# N Scale Couplers



## patriothonor (Oct 8, 2015)

I just got back in to N Scale after about 25 years. I've built a new layout using my old rolling stock with the old type knuckle couplers that work great, but not very realistic. I've changed over to DCC and purchased 5 new Diesels and a steamer with full sound, etc. I'm perplexed with the manufacturers changing over to different modern-day coupling systems over the years. It seems none of them are consistent with one another. Is there a new standard that works universally with one another? I hate the thought of having to change all my couplers and possibly trucks and wheels as well. I also want to start buying new rolling stock to replace the old, but what manufacturer makes the most universal coupler system? Please help! 
You can see my small 42" x 66" layout on Utube. Search for "Stevensville, Colorado, N Scale Layout" about 20 minutes, and "Stevensville, CO, Overhead" about 10 minutes (before I ran out of memory on my phone. You can email me at "[email protected]" with any advice or suggestions. Thanks for your help
Jack 

Sent from my QTAQZ3 using Tapatalk


----------



## Cycleops (Dec 6, 2014)

Hello Jack and Wellcome to the forum. Good to see you're back in the hobby, yes much has changed in 25 years, not least couplers, but there's no standard. Most manufacturers offer their own but unfortunately they don't play well with others. The thing to do is pick one and stick with it. Micro Trains is the most popular and they also make rolling stock and can offer conversions for nearly all locos and stock.

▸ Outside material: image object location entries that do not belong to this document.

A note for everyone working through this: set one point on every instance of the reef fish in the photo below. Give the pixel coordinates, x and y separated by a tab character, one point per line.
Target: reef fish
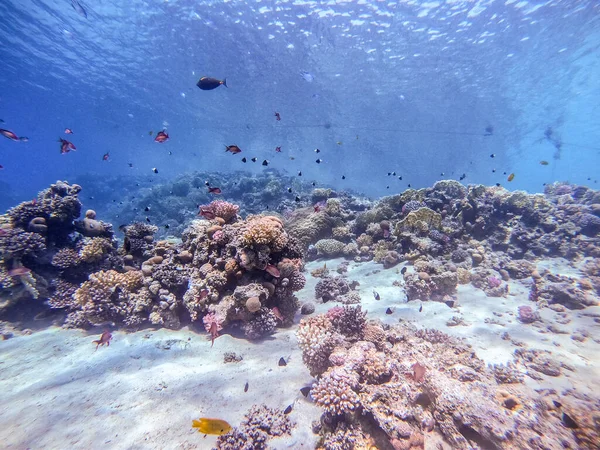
9	134
105	338
208	83
233	149
161	137
211	426
79	9
66	146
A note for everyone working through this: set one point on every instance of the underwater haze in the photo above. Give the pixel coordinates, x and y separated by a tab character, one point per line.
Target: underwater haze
404	86
300	224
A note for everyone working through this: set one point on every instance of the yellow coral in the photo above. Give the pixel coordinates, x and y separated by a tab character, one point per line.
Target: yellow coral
264	230
420	220
94	249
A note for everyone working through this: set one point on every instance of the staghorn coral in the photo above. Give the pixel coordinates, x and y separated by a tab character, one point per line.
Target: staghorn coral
329	248
335	393
317	338
219	208
259	425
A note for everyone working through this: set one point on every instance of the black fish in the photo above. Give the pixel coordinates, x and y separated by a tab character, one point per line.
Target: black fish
207	83
305	390
78	8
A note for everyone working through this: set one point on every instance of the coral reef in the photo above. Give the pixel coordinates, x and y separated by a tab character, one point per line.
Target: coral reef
260	424
427	382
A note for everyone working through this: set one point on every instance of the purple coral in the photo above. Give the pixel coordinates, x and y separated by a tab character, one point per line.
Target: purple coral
219	208
494	282
412	205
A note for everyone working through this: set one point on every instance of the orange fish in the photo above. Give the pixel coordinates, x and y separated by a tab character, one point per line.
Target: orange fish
233	149
161	137
105	338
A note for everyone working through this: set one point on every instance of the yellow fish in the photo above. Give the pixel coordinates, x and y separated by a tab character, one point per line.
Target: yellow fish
211	426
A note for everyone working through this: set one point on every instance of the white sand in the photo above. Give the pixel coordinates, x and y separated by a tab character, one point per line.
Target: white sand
57	392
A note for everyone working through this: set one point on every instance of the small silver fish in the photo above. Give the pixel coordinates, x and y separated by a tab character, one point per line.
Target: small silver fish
307	76
78	8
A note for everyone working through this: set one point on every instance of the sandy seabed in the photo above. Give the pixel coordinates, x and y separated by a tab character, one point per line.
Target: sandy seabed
144	390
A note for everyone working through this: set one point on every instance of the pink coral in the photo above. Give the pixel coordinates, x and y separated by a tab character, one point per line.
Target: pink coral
494	282
219	208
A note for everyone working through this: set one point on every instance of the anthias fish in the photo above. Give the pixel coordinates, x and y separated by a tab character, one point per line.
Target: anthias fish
105	338
66	146
161	137
9	134
208	83
233	149
206	425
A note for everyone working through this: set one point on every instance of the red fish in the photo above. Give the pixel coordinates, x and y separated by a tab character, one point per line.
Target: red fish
9	134
161	137
233	149
206	212
277	314
66	146
17	272
273	271
105	338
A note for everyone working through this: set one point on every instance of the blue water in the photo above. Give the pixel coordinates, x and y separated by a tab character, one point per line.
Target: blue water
403	86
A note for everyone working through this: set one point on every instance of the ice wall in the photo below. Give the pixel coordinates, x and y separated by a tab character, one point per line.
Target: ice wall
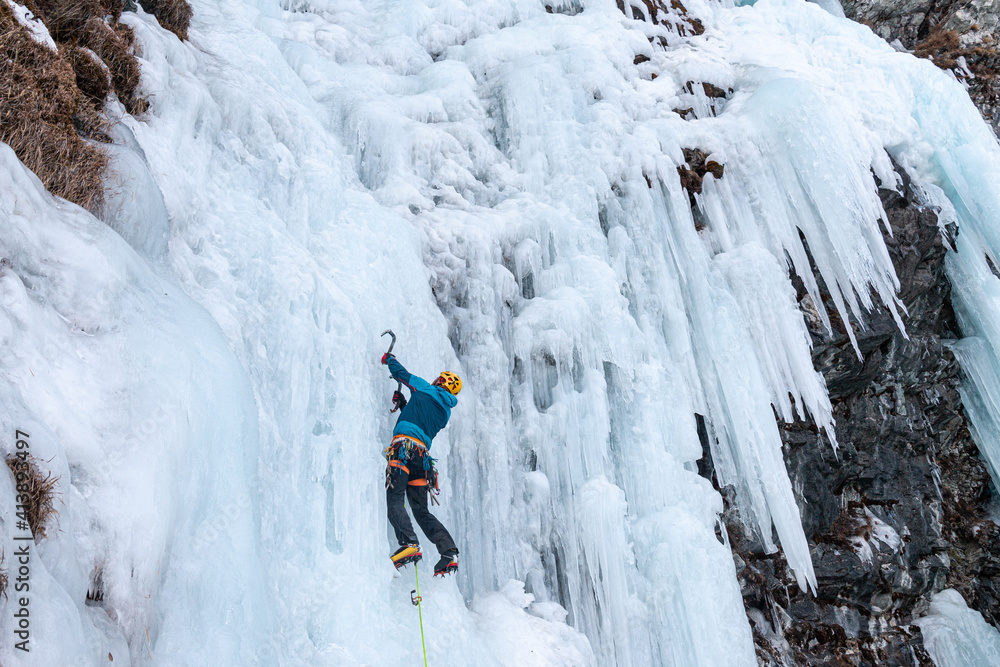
956	636
498	184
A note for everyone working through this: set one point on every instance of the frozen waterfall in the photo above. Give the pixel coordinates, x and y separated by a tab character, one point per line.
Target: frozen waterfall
497	181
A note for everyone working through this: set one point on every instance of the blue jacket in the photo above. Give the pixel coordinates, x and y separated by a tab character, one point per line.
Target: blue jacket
428	409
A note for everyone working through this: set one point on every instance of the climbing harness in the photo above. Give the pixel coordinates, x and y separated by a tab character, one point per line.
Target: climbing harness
403	450
420	611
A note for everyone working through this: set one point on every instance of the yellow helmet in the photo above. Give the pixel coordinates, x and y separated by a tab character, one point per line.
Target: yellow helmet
451	382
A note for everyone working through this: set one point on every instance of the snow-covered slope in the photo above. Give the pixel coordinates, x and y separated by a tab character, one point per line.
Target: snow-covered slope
497	183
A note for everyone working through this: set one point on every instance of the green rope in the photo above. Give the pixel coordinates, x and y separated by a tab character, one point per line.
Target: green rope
420	611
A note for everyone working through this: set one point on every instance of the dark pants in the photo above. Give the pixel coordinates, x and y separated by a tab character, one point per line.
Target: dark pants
417	497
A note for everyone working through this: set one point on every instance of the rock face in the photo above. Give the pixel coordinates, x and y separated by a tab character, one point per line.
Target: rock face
899	510
959	36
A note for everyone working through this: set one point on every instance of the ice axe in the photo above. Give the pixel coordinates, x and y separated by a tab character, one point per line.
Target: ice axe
397	398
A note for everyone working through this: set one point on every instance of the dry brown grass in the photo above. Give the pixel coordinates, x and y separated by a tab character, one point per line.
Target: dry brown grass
40	114
51	101
81	23
174	15
38	487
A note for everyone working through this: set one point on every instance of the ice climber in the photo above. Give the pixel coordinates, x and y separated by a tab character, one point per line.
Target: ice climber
410	471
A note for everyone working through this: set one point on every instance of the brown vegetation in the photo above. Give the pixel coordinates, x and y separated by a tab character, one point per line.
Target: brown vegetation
35	490
41	115
174	15
52	99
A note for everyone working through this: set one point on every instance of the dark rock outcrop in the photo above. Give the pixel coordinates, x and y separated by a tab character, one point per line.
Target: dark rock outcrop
957	35
898	512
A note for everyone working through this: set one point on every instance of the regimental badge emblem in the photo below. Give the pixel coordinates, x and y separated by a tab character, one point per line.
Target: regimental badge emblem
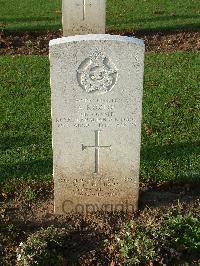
97	74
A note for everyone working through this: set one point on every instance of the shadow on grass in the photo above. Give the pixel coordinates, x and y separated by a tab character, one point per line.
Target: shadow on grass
19	141
170	151
35	169
27	19
30	169
157	19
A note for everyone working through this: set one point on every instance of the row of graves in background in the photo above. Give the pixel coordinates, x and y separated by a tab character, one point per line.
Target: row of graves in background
97	87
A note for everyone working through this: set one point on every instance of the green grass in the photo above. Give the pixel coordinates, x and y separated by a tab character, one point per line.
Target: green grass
122	15
171	152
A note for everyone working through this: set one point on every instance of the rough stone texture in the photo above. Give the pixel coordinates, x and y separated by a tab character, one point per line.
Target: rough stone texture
97	85
83	16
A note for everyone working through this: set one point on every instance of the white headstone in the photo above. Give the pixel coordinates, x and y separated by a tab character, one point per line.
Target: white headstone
83	16
97	85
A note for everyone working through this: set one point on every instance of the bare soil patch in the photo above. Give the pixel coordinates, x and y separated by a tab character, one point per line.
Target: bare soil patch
36	42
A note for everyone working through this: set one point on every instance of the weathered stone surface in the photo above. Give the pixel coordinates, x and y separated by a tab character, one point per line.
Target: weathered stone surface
97	85
83	16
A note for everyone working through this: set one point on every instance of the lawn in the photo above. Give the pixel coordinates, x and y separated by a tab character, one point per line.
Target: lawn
122	15
170	128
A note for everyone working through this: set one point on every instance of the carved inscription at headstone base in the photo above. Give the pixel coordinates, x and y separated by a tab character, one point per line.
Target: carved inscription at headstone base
97	84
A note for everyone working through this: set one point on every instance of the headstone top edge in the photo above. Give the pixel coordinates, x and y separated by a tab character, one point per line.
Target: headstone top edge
96	37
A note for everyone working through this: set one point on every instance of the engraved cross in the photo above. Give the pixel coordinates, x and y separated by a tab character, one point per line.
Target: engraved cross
97	147
84	5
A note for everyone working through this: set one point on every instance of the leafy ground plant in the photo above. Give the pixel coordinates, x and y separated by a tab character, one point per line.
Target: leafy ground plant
42	248
175	239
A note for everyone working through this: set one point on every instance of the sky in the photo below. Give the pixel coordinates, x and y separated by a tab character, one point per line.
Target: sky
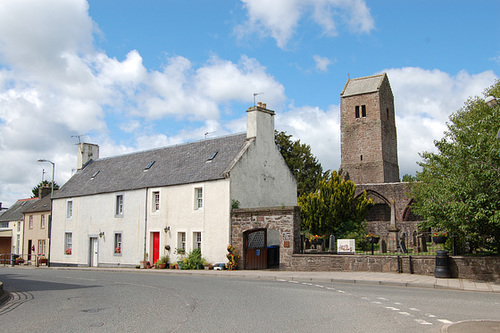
134	75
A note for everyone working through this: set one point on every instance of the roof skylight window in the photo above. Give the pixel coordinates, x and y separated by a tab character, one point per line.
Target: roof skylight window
150	164
212	156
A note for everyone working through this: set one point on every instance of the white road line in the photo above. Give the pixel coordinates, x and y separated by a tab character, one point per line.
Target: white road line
392	308
422	322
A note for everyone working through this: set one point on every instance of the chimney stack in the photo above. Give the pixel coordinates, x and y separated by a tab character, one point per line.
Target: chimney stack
86	153
260	123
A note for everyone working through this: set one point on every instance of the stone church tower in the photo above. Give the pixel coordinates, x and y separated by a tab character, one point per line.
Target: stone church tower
368	131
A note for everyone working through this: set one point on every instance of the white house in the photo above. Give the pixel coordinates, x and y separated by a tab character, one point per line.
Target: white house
118	210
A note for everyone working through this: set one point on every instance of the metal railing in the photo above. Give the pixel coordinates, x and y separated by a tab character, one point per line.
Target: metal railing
13	259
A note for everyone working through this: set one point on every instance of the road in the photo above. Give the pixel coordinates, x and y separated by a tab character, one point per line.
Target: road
49	300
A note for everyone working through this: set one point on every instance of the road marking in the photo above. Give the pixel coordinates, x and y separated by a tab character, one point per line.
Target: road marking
422	322
392	308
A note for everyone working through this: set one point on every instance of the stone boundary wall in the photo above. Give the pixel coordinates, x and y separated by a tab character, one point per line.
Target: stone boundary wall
474	268
286	220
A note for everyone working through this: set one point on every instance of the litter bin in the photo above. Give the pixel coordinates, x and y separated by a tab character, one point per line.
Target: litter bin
13	261
442	269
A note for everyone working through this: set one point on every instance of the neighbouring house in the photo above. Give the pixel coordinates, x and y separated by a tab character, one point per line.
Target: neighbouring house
37	226
118	211
11	229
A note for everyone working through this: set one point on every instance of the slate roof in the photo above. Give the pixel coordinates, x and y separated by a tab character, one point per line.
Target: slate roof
174	165
363	85
42	205
15	212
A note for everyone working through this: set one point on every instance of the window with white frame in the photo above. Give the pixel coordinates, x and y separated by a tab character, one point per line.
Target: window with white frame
119	205
68	243
118	242
181	240
69	209
41	246
156	201
198	197
197	240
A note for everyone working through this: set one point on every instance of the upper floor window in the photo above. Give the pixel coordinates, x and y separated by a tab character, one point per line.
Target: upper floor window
119	205
198	196
156	201
69	209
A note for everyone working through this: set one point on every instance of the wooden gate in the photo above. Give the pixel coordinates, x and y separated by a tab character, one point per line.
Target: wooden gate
255	248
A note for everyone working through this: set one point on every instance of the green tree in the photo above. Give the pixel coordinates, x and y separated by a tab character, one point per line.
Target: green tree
333	209
458	189
34	190
303	164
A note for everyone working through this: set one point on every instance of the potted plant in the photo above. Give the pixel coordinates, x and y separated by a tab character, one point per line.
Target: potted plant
163	262
143	262
372	238
439	237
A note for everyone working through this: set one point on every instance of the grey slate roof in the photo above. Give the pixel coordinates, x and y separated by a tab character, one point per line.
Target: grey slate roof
15	212
42	205
174	165
363	85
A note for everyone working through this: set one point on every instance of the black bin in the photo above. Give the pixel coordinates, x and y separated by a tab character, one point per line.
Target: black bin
442	269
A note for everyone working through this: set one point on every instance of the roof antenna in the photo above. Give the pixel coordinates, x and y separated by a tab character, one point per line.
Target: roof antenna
79	137
255	94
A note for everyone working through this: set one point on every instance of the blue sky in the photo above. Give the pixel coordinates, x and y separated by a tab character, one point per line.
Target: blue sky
133	75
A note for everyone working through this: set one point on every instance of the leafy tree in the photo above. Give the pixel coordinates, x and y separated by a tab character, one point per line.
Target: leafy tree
34	190
409	178
303	164
458	189
333	209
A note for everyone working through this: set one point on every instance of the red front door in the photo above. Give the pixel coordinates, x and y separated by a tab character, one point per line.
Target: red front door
156	246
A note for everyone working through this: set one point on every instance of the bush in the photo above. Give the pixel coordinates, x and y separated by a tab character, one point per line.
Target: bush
193	260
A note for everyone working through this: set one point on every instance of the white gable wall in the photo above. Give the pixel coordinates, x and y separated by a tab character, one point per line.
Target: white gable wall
95	214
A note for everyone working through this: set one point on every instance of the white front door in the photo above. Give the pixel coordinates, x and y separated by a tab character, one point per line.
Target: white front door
94	251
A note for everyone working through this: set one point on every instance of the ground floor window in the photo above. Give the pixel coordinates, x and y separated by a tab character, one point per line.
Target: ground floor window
197	240
41	246
68	243
118	243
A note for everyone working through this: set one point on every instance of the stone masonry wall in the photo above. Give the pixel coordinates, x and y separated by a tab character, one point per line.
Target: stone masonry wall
474	268
286	220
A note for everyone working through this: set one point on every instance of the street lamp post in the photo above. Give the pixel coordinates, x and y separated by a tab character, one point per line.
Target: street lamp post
51	198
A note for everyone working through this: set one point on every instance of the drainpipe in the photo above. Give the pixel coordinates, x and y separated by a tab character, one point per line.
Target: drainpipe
145	225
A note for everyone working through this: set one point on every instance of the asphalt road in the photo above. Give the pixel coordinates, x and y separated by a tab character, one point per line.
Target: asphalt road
47	300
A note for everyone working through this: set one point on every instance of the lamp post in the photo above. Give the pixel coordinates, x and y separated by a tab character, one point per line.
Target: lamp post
51	198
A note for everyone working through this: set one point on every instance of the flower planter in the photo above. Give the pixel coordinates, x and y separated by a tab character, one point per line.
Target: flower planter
439	239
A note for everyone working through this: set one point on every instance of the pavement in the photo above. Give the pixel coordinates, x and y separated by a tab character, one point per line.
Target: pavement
371	278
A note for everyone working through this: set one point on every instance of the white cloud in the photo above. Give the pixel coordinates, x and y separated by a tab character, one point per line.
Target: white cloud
322	63
280	18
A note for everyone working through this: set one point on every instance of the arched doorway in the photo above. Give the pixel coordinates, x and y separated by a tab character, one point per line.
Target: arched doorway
261	248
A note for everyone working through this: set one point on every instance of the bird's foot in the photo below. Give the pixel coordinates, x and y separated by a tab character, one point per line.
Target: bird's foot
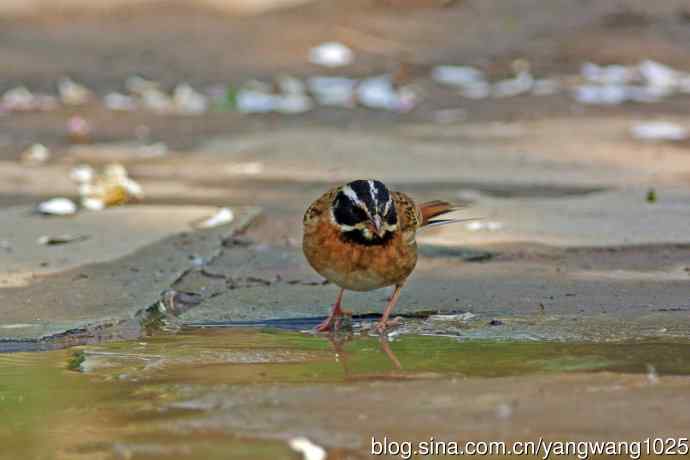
381	326
331	323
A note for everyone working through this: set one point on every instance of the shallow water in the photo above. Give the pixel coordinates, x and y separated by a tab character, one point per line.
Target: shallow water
150	398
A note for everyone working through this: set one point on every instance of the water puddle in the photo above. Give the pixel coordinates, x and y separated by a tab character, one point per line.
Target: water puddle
192	395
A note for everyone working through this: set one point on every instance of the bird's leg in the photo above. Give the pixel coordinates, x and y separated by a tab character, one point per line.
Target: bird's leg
384	322
336	312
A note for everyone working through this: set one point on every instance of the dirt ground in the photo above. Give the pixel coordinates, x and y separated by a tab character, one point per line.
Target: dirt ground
580	252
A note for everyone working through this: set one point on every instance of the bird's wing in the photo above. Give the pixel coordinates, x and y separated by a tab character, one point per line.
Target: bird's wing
320	206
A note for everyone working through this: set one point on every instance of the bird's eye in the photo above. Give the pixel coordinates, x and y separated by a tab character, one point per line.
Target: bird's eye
392	216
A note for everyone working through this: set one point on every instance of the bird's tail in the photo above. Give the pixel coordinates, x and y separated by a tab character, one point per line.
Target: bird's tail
432	209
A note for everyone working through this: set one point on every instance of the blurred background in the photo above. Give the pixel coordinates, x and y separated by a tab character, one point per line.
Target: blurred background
163	153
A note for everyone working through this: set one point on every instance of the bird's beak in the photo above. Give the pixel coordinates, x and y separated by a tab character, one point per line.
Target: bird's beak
378	226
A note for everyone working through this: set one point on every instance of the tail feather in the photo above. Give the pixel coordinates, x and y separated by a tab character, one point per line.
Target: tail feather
432	209
435	208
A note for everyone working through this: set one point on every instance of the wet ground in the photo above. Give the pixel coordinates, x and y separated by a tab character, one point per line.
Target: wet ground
568	317
245	393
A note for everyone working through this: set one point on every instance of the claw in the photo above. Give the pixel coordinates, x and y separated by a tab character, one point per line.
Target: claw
381	326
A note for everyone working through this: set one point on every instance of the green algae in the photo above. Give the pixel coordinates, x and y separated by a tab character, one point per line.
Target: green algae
128	399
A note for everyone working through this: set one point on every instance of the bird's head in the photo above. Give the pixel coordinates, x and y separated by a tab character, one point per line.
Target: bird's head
364	212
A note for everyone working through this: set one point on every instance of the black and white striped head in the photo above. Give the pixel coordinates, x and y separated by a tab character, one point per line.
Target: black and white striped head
364	211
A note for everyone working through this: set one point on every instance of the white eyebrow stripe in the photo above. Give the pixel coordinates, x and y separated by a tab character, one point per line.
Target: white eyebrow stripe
387	207
373	192
347	190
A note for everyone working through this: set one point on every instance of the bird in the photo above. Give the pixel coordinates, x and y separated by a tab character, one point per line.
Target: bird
362	236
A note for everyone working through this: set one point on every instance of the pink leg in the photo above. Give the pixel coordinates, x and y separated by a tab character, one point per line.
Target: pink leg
384	322
336	312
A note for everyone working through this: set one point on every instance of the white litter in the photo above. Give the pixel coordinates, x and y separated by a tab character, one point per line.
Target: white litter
331	54
607	75
19	99
545	87
659	131
47	240
308	449
157	101
652	375
456	317
222	217
520	84
139	85
57	207
189	101
379	93
35	155
332	91
254	101
119	102
457	75
600	95
250	168
659	75
294	103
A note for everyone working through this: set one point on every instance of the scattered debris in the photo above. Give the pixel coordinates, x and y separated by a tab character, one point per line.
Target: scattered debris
333	91
457	75
119	102
659	131
249	168
652	375
222	217
57	207
520	84
189	101
258	97
331	54
453	317
308	449
60	239
35	155
380	93
20	99
448	116
647	82
113	187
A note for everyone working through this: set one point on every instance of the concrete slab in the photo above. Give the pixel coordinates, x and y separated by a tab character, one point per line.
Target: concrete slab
97	289
611	218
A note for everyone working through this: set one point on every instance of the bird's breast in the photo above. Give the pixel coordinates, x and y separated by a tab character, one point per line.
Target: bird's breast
355	266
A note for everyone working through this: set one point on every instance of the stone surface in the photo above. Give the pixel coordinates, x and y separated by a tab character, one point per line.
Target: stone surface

Couldn't find your layout on YouTube with your suggested search, would love to see it so perhaps you could post a link.


----------



## patriothonor (Oct 8, 2015)

Cyclops, thanks for your very informative reply. Since I don't have that much old rolling stock, I think I'll bite the bullet and start buying new stock and avoid all the work of modifying the old. And maybe go with Micro Trains. I really appreciate your response and help. I don't know why my Utube videos aren't showing, but I'll try to figure out how to post them to this forum. I can pull them up on my devices, but others can't. I'll try to get them posted and let you know. Thanks again for your advice. 
Jack, [email protected]


----------



## patriothonor (Oct 8, 2015)

Cyclops, I just tried to send the Utube link. Did it post? 
patriothonor


----------



## Guest (Jan 24, 2016)

The older square couplers are Rapido couplers. The newer ones are knuckle couplers. All the manufacturers knuckle couplers will work together. Atlas uses Accumate couplers, Bachmann uses EZ-mate, Kato uses their own design, and some use Micro Trains. In my opinion, and most (though not all) N scalers would agree, Micro Trains couplers are the best. For cars that have truck mounted couplers it's easy to change to Micro Trains couplers by changing the trucks. You can buy all your cars with Micro Trains couplers but locos are another matter. Some come with MT but most don't, but they will couple to MTL equipped cars just fine.


----------



## patriothonor (Oct 8, 2015)

Country Joe, thanks for your information. According to another response, it looks like Micro Trains is the way to go. Thanks again. 
patriothonor


----------